Supreme Court nominee Brett Kavanaugh’s confirmation hearings just began this morning, but if polling is any indication, he shouldn’t expect much of the American public to be in his corner.
An ABC News/Washington Post poll of 1,003 people conducted last week and released Tuesday found that just 38 percent of people believe Kavanaugh should be confirmed, while 39 percent believe he shouldn’t and 23 percent had no opinion. According to the poll, only two nominees to the high court over the past thirty years have had less support for their confirmations than Kavanaugh: the right winger Robert Bork in 1987, whose nomination was defeated in the Senate, and Harriet Miers, who withdrew her nomination in 2005.
Of those surveyed, 46 and 44 percent of people, respectively, thought Merrick Garland and Neil Gorsuch should have been confirmed when Pew asked those questions in 2016 and 2017, the ABC News poll noted.

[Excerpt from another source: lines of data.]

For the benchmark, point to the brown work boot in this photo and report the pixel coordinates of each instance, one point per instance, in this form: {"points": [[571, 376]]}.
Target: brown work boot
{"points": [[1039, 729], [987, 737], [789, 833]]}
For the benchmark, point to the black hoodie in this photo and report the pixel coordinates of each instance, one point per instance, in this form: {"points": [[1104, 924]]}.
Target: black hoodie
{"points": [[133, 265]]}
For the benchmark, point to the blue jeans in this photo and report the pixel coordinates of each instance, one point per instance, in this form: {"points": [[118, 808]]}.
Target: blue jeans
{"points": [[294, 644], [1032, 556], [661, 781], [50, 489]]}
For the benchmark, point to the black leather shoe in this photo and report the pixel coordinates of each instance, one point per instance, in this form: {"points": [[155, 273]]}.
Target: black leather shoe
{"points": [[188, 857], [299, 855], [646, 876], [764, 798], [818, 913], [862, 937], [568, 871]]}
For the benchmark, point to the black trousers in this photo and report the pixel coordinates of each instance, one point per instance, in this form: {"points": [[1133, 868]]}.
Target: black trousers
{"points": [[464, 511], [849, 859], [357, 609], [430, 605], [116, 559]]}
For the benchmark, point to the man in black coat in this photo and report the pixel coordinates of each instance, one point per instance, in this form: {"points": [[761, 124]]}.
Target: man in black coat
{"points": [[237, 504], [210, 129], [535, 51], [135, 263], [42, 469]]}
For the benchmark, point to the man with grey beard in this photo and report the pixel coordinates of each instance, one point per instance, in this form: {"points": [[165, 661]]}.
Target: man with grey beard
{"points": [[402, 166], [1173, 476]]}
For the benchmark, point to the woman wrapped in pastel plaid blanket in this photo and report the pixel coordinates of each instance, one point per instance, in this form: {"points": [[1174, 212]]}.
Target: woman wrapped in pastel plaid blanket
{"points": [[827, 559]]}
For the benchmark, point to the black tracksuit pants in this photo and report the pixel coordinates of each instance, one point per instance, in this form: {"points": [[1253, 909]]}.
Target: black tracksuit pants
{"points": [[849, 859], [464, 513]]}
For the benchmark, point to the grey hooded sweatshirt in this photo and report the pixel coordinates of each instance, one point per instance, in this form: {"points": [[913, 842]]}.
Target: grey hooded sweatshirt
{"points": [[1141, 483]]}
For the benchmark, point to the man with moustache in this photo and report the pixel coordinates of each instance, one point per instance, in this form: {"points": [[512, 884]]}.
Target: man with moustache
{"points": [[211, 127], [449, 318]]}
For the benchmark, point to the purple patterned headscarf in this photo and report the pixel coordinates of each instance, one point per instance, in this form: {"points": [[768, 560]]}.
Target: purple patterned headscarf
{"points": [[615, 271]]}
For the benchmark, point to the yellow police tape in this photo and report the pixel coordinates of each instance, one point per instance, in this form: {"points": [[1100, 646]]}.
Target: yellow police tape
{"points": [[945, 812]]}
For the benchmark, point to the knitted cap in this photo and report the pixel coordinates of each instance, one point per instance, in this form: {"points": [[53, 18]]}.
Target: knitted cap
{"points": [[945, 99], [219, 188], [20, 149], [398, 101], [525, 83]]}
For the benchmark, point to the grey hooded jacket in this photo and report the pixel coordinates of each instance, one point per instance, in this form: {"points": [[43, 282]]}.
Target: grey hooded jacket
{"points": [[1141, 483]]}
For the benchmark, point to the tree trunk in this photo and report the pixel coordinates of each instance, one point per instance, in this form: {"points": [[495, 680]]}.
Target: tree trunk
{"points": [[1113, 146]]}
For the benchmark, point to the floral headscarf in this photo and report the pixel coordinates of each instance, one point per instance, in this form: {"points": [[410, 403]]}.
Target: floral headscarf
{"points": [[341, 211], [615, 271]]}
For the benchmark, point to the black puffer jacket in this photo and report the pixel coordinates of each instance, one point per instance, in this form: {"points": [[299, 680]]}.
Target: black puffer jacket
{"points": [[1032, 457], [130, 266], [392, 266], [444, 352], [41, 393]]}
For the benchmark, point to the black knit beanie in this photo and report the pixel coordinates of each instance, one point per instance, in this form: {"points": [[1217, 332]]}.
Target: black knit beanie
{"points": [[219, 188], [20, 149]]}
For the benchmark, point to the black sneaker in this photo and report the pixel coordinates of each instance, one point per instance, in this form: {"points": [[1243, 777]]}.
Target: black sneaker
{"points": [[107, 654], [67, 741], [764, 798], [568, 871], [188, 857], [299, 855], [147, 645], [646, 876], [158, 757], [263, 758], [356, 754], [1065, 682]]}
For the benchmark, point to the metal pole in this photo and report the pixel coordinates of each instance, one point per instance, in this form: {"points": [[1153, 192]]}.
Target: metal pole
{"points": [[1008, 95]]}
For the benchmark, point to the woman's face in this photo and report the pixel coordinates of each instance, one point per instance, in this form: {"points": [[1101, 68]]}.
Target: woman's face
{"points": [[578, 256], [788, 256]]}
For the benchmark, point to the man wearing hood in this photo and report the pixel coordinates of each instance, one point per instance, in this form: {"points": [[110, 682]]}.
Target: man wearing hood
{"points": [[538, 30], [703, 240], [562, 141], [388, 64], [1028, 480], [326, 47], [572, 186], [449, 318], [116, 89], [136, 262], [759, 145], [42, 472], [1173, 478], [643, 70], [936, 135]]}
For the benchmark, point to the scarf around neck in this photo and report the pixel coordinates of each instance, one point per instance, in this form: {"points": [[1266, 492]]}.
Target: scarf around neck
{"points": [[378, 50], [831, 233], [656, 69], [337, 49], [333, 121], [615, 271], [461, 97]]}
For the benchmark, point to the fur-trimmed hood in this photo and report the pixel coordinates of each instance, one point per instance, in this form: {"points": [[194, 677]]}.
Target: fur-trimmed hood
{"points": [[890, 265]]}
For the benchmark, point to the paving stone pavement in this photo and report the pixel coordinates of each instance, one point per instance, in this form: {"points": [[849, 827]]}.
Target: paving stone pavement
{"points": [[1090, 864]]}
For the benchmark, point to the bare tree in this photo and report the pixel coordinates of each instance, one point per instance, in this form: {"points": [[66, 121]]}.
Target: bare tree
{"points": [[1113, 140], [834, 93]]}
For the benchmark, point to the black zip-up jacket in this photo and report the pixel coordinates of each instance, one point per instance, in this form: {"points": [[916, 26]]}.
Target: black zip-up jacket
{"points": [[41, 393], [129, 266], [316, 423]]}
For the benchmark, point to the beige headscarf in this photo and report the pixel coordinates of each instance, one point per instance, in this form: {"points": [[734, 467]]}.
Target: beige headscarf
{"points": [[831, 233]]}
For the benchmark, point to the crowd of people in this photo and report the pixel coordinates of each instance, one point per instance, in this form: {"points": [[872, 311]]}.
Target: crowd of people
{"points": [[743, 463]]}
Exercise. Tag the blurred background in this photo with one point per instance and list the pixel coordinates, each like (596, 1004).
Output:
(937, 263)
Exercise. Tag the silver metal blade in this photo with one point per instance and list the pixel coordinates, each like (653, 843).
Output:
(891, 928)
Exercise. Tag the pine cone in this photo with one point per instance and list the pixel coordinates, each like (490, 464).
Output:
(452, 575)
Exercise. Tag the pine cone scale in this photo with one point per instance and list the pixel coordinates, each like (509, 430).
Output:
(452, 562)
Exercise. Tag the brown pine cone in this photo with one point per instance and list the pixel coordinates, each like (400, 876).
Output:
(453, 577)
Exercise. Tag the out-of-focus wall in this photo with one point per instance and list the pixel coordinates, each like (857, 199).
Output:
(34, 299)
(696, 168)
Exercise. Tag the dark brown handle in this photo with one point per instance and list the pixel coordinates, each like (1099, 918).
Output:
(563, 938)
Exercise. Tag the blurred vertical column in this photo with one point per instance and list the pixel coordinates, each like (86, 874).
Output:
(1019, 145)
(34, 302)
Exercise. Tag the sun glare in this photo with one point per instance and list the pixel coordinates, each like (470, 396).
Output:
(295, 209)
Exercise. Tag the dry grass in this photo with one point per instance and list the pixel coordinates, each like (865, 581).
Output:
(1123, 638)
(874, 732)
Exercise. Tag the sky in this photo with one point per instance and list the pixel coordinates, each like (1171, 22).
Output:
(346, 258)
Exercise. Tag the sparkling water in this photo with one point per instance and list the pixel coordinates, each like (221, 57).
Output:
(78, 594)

While the level of support for Kavanaugh’s nomination is strikingly similar to President Donald Trump’s own dismal approval rating, the poll also indicates that Americans’ views of how the Supreme Court should approach abortion are changing as well. In December 2005, 42 percent of people said that the Supreme Court should make it more difficult to obtain an abortion, while just 11 percent said the Court should make it easier; now, 30 percent of people said the Court should make it harder, while 21 percent say it should be easier.
But unfortunately, what the public thinks about Kavanaugh or the Supreme Court will not actually end up mattering much, because the Senate—a body where states made up of less than one million people get the same number of seats as California—is controlled by Republicans right now, with a healthy dose of dark money to help them get over the line. Democracy works.